Give him a delivery to Scotland and you’ve got yourself one happy driver, give him a trip to Hatfield and you best have a cup of tea waiting for him at the office when he gets back!
Martin is new to the team and is keeping his cards very close to his chest. He’s a very likable chap and should fit in really well.
“The Mod Father”
“Dave helps out with the larger consignments where 2 men are required for the loading and unloading of assets. You’ll usually find him in the passenger seat boosting the driver’s morale with tales of his “monster carp catches” that no one ever saw or recorded photographically.”

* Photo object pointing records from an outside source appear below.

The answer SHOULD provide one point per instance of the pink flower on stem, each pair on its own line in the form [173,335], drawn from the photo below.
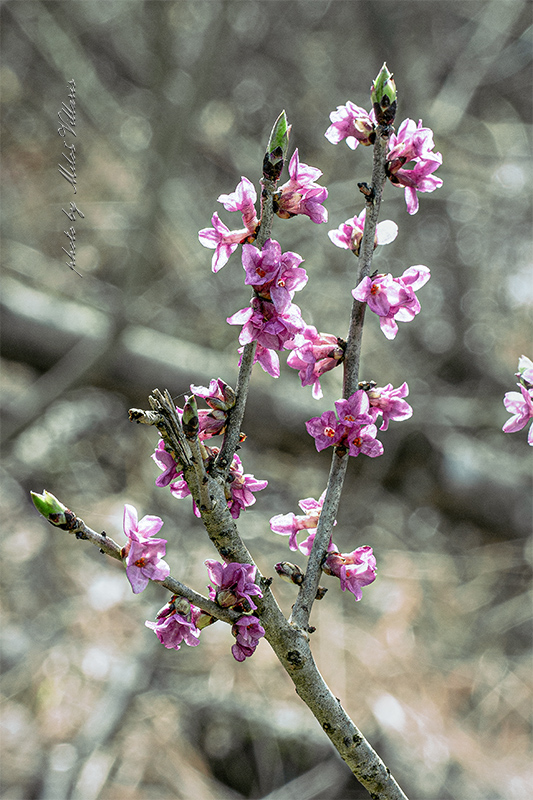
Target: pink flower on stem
[174,629]
[239,489]
[520,405]
[219,237]
[290,524]
[242,487]
[263,323]
[353,429]
[350,234]
[233,584]
[243,199]
[393,299]
[389,404]
[525,371]
[326,430]
[354,570]
[352,123]
[353,412]
[363,440]
[314,354]
[274,275]
[165,462]
[143,554]
[413,143]
[301,195]
[247,631]
[218,394]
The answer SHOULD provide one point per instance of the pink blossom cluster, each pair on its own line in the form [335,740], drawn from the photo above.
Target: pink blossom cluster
[143,554]
[173,628]
[388,403]
[271,319]
[352,427]
[412,145]
[247,631]
[313,354]
[233,587]
[299,195]
[520,404]
[354,570]
[219,237]
[393,299]
[233,584]
[350,233]
[290,525]
[240,485]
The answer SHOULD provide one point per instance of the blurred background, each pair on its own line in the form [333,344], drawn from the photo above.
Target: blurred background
[174,102]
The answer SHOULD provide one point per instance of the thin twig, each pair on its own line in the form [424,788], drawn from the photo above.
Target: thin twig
[339,462]
[236,413]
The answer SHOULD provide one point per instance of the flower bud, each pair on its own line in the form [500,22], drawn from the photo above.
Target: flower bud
[190,421]
[277,147]
[202,619]
[53,510]
[289,572]
[383,95]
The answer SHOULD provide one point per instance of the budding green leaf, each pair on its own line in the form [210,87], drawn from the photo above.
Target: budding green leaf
[53,509]
[277,147]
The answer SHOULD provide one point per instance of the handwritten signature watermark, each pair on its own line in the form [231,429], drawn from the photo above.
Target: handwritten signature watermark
[67,118]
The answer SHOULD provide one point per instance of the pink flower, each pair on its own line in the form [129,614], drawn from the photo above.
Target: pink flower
[525,371]
[274,275]
[174,629]
[239,490]
[388,402]
[313,354]
[242,199]
[326,430]
[350,234]
[363,440]
[266,358]
[355,569]
[353,429]
[520,405]
[301,195]
[233,584]
[290,524]
[219,237]
[353,412]
[415,144]
[242,487]
[218,394]
[263,323]
[164,461]
[223,241]
[142,554]
[247,631]
[352,123]
[393,299]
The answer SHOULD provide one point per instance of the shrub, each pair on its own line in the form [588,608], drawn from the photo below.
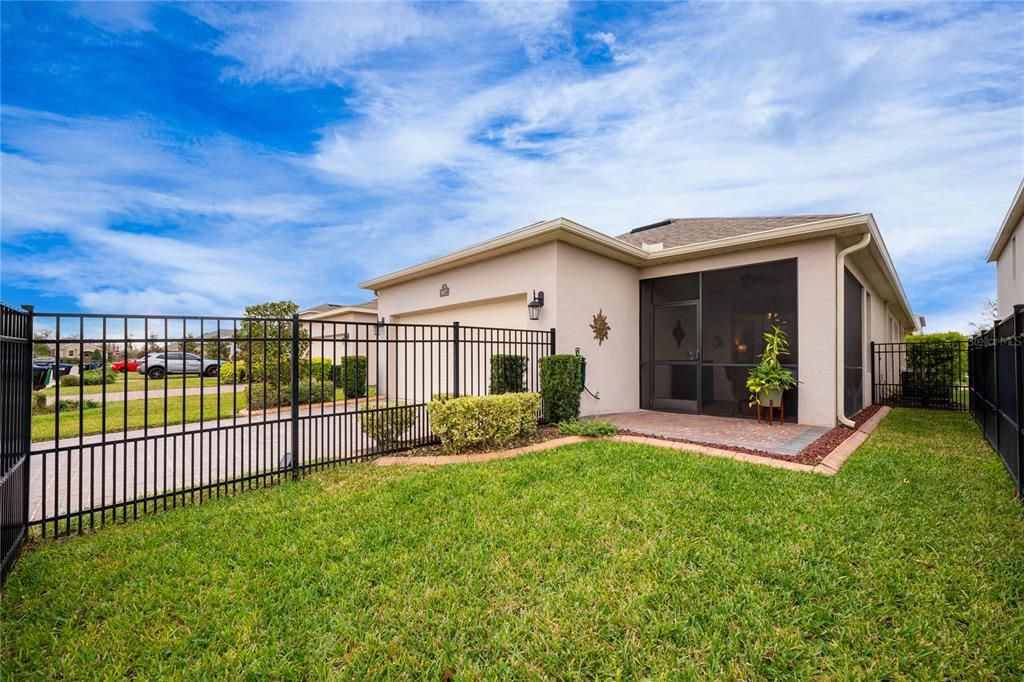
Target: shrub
[232,373]
[318,368]
[560,387]
[351,374]
[508,374]
[589,427]
[262,396]
[483,421]
[98,377]
[386,423]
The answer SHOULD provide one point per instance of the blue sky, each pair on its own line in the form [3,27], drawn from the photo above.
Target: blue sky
[198,158]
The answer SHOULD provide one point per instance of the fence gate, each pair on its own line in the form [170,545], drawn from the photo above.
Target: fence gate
[15,394]
[924,374]
[997,390]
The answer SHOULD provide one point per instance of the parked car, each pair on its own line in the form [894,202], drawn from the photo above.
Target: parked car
[157,366]
[60,368]
[130,365]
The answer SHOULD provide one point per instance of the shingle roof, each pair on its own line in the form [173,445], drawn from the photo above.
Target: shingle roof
[683,231]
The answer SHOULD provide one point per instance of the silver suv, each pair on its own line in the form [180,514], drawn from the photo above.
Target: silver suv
[157,366]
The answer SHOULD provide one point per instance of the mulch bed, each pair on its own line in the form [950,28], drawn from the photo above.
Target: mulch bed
[811,456]
[545,432]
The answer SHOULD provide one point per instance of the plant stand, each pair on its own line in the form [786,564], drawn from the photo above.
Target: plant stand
[771,408]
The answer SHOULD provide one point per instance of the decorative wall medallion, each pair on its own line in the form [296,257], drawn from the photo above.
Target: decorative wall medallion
[600,327]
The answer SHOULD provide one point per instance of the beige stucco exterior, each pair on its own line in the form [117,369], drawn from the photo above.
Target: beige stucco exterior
[581,279]
[1010,271]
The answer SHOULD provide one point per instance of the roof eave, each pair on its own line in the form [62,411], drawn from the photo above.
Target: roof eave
[1014,215]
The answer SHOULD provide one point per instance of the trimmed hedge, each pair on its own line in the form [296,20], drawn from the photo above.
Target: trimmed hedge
[98,377]
[232,373]
[388,422]
[351,374]
[560,387]
[508,374]
[318,368]
[316,392]
[483,421]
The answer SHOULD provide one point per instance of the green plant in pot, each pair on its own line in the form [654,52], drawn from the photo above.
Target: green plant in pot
[769,379]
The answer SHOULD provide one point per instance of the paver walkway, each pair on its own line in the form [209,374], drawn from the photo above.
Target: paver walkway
[778,438]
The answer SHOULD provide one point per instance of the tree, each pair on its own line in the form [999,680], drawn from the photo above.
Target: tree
[264,340]
[989,314]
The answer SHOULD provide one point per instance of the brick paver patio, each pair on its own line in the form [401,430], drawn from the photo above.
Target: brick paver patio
[778,438]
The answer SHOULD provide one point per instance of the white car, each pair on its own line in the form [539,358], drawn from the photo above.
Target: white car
[157,366]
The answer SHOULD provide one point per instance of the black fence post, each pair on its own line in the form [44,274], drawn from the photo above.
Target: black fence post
[875,378]
[1018,395]
[295,395]
[455,359]
[27,415]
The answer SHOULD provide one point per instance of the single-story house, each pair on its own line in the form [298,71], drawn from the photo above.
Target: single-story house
[682,304]
[337,331]
[1009,260]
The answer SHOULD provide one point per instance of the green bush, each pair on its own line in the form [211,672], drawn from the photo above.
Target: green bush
[351,374]
[98,377]
[936,363]
[483,421]
[508,374]
[320,368]
[316,391]
[388,422]
[232,373]
[560,387]
[588,427]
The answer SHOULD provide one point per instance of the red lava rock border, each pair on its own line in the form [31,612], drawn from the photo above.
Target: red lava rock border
[843,440]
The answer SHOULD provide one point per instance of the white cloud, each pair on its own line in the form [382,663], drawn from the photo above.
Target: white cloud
[698,114]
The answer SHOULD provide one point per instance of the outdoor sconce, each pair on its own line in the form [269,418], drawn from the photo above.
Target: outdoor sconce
[535,306]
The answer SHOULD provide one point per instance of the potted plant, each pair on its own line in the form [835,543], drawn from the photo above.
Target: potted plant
[769,379]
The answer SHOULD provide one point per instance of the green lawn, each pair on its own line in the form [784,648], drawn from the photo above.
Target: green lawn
[598,560]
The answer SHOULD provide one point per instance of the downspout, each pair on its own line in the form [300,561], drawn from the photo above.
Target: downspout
[840,325]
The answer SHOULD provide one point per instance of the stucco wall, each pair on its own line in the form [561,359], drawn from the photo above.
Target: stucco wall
[577,284]
[1010,275]
[589,284]
[815,314]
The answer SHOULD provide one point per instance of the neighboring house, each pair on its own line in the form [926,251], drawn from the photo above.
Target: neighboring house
[1009,256]
[339,331]
[687,301]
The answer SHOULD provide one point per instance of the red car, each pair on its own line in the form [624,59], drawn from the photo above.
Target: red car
[129,365]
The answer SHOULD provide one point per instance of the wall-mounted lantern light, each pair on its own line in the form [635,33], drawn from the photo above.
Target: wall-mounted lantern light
[535,305]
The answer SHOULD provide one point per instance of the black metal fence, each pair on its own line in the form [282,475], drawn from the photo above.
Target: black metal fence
[134,414]
[996,390]
[923,374]
[15,386]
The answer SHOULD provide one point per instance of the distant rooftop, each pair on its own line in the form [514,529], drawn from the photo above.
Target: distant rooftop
[324,307]
[683,231]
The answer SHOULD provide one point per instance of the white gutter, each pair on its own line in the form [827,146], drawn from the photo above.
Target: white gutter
[840,325]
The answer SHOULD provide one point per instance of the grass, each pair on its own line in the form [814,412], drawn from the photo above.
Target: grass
[594,560]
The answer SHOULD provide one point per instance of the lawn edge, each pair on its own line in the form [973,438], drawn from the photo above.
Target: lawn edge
[829,466]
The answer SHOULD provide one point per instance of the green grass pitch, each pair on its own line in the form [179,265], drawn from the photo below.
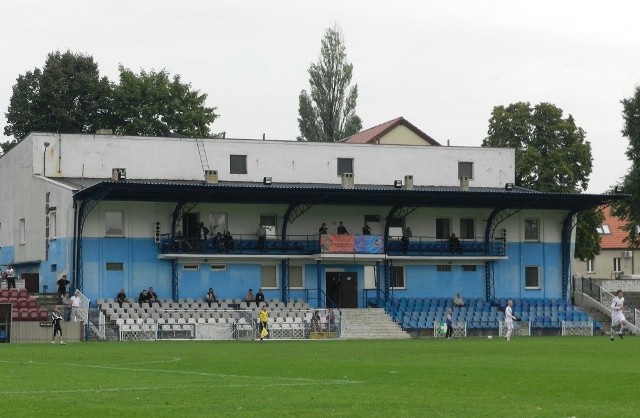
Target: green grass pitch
[529,376]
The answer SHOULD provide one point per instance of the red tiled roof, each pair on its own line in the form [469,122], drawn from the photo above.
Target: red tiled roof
[373,135]
[615,239]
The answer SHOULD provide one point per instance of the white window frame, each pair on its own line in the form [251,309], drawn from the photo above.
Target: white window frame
[538,278]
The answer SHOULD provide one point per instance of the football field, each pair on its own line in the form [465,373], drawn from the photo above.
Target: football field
[529,376]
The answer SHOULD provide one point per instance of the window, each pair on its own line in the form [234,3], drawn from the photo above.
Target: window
[114,266]
[52,225]
[269,222]
[532,277]
[238,164]
[345,165]
[443,228]
[269,278]
[467,229]
[617,264]
[114,224]
[397,277]
[465,169]
[532,229]
[295,277]
[22,231]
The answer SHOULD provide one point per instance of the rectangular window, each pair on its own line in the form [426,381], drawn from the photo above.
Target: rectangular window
[345,165]
[397,277]
[532,229]
[467,228]
[465,169]
[238,164]
[53,233]
[617,264]
[114,266]
[532,277]
[296,281]
[114,224]
[269,278]
[443,228]
[269,222]
[22,231]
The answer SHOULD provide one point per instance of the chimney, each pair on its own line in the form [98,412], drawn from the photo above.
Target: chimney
[408,182]
[347,180]
[464,183]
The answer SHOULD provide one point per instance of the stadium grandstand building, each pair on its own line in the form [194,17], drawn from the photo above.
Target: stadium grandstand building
[116,212]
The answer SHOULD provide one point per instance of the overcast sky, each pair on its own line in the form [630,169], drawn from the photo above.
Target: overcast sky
[443,65]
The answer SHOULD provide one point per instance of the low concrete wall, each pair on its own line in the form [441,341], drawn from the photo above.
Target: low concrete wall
[41,332]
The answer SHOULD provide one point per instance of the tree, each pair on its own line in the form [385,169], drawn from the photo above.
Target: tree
[552,155]
[153,104]
[628,210]
[68,96]
[328,112]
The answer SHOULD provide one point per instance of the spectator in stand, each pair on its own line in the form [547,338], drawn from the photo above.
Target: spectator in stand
[11,277]
[75,305]
[249,297]
[152,297]
[259,297]
[62,284]
[66,306]
[121,298]
[57,328]
[211,297]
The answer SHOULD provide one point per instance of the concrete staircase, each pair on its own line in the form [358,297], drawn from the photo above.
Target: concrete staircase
[370,323]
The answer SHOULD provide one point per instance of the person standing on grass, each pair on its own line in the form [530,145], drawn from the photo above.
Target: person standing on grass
[508,319]
[264,318]
[617,314]
[57,329]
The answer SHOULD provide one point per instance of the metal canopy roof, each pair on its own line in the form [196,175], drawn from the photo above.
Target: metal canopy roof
[334,194]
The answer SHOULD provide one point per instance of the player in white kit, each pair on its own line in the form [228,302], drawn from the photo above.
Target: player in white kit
[617,314]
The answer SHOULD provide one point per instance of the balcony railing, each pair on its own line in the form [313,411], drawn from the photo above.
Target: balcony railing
[332,244]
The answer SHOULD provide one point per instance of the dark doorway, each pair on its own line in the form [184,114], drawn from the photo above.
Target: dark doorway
[342,289]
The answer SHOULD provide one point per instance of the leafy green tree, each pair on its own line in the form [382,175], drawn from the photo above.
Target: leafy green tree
[67,95]
[628,210]
[328,112]
[154,104]
[552,155]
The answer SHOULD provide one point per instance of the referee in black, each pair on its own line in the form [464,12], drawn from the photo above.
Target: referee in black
[57,329]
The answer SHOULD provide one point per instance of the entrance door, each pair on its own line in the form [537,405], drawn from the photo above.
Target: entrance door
[342,289]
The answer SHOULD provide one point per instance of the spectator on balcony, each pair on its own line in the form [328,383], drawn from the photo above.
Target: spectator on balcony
[66,307]
[121,298]
[454,245]
[406,235]
[75,306]
[259,297]
[211,297]
[249,297]
[229,245]
[62,284]
[458,302]
[261,233]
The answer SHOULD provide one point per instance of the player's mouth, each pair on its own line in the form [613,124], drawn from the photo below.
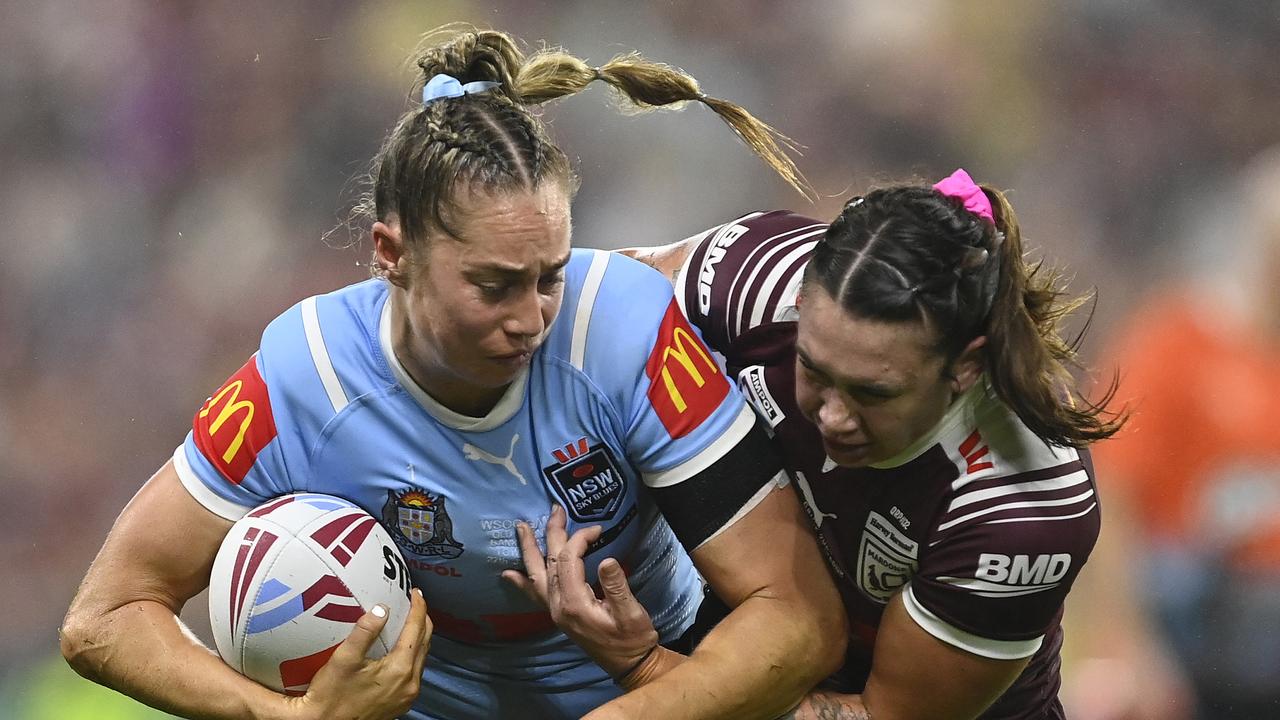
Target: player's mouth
[513,359]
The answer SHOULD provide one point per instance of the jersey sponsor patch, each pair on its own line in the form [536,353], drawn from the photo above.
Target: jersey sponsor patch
[752,381]
[236,423]
[685,383]
[588,481]
[420,524]
[886,559]
[720,244]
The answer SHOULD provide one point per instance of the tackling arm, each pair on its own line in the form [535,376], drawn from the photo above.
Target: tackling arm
[906,660]
[786,632]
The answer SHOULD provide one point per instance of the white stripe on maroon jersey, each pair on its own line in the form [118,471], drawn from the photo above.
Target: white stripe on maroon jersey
[1027,505]
[758,292]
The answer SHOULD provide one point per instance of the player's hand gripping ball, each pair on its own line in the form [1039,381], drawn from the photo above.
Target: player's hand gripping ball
[292,578]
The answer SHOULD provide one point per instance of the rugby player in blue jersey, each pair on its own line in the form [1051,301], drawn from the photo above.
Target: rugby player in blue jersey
[908,363]
[488,373]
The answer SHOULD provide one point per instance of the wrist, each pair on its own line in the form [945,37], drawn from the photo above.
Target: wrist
[620,677]
[644,669]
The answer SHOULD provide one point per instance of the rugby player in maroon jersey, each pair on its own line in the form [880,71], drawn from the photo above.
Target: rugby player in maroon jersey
[909,364]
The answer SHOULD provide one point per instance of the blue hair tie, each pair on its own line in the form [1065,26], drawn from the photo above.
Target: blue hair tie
[447,86]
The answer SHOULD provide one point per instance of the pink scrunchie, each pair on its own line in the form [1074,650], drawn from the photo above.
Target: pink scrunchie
[960,186]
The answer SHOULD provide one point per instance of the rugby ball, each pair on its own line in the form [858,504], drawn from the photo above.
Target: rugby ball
[292,578]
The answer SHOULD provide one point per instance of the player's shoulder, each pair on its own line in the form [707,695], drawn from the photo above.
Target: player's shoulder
[612,304]
[746,273]
[1013,483]
[324,350]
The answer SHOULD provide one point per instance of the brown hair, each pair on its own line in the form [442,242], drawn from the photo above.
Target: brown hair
[909,253]
[490,141]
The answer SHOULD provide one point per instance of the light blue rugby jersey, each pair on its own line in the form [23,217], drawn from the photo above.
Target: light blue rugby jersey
[580,427]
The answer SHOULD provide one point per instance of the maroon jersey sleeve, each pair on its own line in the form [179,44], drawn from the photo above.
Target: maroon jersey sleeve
[1006,548]
[745,273]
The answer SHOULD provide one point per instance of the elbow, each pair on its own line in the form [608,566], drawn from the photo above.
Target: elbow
[78,639]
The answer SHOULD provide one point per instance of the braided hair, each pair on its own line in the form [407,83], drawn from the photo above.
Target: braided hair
[913,254]
[492,142]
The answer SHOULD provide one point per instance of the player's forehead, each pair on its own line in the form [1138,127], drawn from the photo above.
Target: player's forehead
[862,350]
[515,232]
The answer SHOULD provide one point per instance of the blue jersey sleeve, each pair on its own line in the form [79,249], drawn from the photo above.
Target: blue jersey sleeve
[251,440]
[688,428]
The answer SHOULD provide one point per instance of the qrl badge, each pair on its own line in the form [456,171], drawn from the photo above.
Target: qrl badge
[886,559]
[420,524]
[588,481]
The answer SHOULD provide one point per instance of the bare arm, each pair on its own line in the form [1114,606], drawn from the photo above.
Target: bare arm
[917,677]
[122,629]
[786,632]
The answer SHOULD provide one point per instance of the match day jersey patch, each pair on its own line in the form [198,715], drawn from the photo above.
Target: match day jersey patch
[588,481]
[685,383]
[886,559]
[236,423]
[420,524]
[752,381]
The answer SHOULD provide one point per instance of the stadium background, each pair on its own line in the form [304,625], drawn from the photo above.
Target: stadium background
[174,174]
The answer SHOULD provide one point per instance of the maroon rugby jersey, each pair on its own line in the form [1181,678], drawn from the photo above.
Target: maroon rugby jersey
[979,524]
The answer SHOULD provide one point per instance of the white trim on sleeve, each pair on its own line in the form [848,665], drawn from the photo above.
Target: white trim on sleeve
[320,355]
[708,456]
[206,497]
[952,636]
[585,302]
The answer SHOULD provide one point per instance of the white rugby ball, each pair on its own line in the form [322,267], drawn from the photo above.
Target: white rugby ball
[292,578]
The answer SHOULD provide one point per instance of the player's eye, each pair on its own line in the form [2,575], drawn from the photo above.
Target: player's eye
[548,283]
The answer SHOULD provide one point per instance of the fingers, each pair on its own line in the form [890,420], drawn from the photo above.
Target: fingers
[533,582]
[568,578]
[425,639]
[353,650]
[416,629]
[556,533]
[615,584]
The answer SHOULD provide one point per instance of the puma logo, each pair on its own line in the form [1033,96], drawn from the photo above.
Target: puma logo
[472,452]
[810,505]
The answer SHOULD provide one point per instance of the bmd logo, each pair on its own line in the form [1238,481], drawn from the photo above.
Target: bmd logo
[1020,569]
[685,383]
[236,423]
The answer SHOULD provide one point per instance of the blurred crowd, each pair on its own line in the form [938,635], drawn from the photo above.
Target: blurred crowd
[178,173]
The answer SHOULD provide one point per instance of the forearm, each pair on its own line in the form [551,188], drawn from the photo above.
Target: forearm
[821,705]
[144,651]
[758,662]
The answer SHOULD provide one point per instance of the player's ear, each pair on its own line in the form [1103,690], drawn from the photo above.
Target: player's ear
[391,255]
[968,367]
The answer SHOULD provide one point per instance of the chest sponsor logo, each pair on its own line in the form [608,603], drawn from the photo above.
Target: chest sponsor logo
[588,481]
[886,559]
[236,423]
[480,455]
[723,238]
[685,383]
[420,524]
[752,381]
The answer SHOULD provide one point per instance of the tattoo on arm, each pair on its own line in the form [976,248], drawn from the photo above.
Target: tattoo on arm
[828,706]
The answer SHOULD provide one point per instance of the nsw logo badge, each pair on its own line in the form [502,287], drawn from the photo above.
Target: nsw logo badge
[588,481]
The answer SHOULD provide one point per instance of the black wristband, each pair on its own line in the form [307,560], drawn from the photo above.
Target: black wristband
[635,666]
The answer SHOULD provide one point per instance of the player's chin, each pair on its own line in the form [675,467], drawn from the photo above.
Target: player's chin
[851,455]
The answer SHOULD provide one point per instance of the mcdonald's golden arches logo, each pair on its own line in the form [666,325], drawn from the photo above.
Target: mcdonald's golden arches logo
[236,423]
[685,383]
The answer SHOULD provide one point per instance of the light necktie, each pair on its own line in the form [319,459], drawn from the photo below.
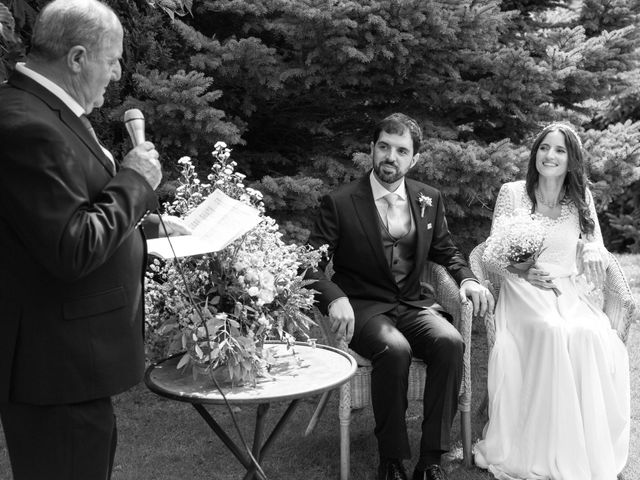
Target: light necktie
[397,218]
[85,121]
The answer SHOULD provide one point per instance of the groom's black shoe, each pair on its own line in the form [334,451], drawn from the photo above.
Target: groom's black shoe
[391,469]
[432,472]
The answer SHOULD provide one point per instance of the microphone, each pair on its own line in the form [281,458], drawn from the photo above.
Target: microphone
[134,122]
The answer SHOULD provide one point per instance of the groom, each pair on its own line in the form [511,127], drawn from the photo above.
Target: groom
[381,229]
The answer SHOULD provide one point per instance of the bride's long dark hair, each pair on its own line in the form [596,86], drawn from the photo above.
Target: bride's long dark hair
[575,182]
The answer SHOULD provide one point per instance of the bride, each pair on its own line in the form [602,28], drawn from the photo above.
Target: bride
[558,373]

Who needs a pallet truck when you’ve got Harry? This towering young man is fairly new to RHL. He’s got his eye on his dad’s position as a driver so Ricky Pearce better watch out!
“I love the M25!”
“Steve always has a smile on his face come rain or shine. Well, maybe not so much rain but definitely when the sun is shining. Steve loves the hot days so much, that he drives the only van without air conditioning. Never hear him complaining about this though! “My colleagues tell me that I bear a striking resemblance to Doctor Emmett Brown from Back To The Future.”
“International Man Of Mystery”
“Experience, knowledge and professionalism personified. “On time, every time” is Al’s motto. There isn’t an inch of the British Isles that Al hasn’t covered in his career. He was once photographed making tea for the office team. Sadly, this photograph has since been lost and so the tea making incident remains a myth.”